Sintió a Tommen moverse con inquietud a su lado. La parte izquierda de su cabello dorado era iluminado por el resplandor de las velas de la sala a unos cuatro metros por debajo de ellos. Sansa quiso poder ver mejor su rostro y ver si él también lucía tan desconcertado y aprensivo como ella. ¿Qué significaba eso de una división entre las casas?
-Ciertamente, ciertamente. No me interesa volver a disputar una guerra otra vez, estoy demasiado viejo para ello. Fue por eso que me moleste en venir de inmediato aquí para comunicarles mi completo apoyo. Mi pobre esposa está muerta de miedo. Enfrentarse a ejércitos solos, es aceptable y hasta razonable. Pero enfrentarse a unos lagartos voladores es demasiado para cualquiera.
-Lord Damon, dudo mucho que la reina utilice los dragones en esta situación-. Sansa dio un respingo al escuchar por fin a Tyrion que había permanecido en silencio durante un buen rato. Con el corazón encogido deseo poder estar junto a él y ver su expresión ante lo que se estaba planteando. Se lo quería imaginar tranquilo y un tanto divertido ante la mención de que los dragones de la reina pudieran atacar Oeste. Eso era imposible. La preocupación seria lo último que quisiera ver en su rostro.
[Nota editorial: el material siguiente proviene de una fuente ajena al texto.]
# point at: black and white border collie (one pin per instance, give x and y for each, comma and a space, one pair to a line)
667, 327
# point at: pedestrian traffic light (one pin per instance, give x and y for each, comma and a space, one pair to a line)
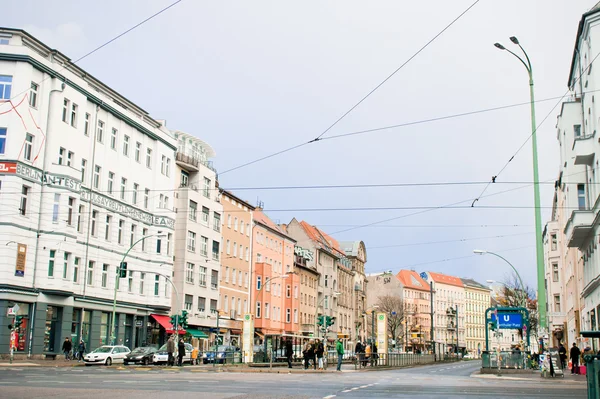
123, 270
183, 319
320, 320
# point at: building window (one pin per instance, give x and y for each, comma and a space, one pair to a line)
111, 179
97, 170
90, 277
206, 189
5, 87
74, 109
191, 241
104, 282
86, 124
136, 188
28, 148
581, 196
203, 246
70, 206
100, 132
2, 140
189, 273
205, 215
148, 158
113, 139
193, 210
51, 263
55, 207
33, 94
202, 276
66, 105
214, 279
123, 187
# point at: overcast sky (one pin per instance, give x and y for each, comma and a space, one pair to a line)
254, 77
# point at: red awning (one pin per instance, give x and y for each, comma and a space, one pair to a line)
165, 321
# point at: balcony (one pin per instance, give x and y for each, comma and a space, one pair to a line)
579, 227
583, 147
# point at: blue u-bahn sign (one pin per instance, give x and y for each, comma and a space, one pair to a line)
510, 320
-El hecho es que la reina tiene asuntos más importantes que atender que un cisma de opiniones entre las casas vasallas de la familia Lannister. Supongo que habrá oído sobre la flota de las islas de Hierro, comandados por Euron. –Tyrion utilizo su voz más oscura para decir eso-. Se están reagrupando al otro lado del mar para avanzar inevitablemente a Poniente.
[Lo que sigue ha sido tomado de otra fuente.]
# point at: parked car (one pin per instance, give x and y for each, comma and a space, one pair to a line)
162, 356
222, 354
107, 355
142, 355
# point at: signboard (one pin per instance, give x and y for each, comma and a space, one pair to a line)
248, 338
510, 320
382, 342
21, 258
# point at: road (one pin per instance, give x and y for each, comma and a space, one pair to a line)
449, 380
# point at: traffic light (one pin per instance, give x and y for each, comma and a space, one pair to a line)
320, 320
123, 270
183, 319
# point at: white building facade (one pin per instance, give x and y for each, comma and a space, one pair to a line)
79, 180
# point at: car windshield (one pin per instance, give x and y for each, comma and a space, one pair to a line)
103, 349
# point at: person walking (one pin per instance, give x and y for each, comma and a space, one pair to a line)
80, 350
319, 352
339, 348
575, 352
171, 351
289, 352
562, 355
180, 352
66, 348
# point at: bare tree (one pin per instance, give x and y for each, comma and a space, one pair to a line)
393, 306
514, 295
-Por supuesto –acotó Lord Kenning con el farfullo ahogado de Lord Marbrand por detrás, que seguía tratando de sofocar su tos. Sansa se estaba poniendo de los nervios con eso. –Y no es algo que desdeñar les aseguro. Kayce está muy en contacto con las Islas de Hierro y la estirpe de los Greyjoy. Euron es un ave de mal agüero se mire por donde se mire.
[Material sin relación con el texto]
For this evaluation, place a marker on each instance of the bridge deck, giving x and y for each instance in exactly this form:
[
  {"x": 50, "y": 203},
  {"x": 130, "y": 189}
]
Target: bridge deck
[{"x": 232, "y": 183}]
-Sí, y por eso lo llaman Ojo de Cuervo –intervino Lady Mariya sonando deseosa de contribuir y participar en la conversación-. Ciertamente yo no confiaría en alguien que asesino a sus dos hermanos sin inmutarse siquiera; la familia es la familia y es sagrada-. Ante un silencio en lo que duraba un respiro, el tono de la dama apresuradamente cambio. –Claro que no estoy diciendo que a veces ciertos familiares no se lo merezcan…es decir…usted disculpe, Lord Tyrion…no me refería de ninguna manera al hecho…
-Ya, no debe disculparse Lady Mariya –la interrumpió Tyrion con sequedad. –Tal vez tenga razón. A veces yo mismo no confió en mí a la hora de decidir quién debe morir. –Hizo una pausa maliciosa.-. Pero aprendí ciertas cosas de mi padre… y le aseguro que no me arrepiento de lo que hice, pese a quien le pese.
Sansa se tensó ante las palabras de su esposo. El tema de su padre era por demás delicado y comprendió que Lady Mariya había metido la pata. Con seguridad el ojo negro de su esposo estaría relampagueando de furia tal y el verde estaría presa de una gran pesadumbre, como solía suceder cuando se hablaba de Lord Tywin. Deseo con todas sus fuerzas que alguien más dijera algo para romper el paréntesis incomodo que se había instaurado en el salón.
-Mi madre no quiso ofenderle mi señor-, observo Amerei con suavidad-. Todos comprendemos la situación y es verdad que…
-Basta, este no es momento para traer a colación a los muertos –increpó Lady Genna, insufrible como siempre-. Estamos aquí para hablar sobre la lealtad de las casas vasallas a la casa principal de la región Oeste. Los Lannister son una familia antigua y honorable y no se permitirá que se mancille su nombre con falsos rumores de que nuestro Jaime está vivo.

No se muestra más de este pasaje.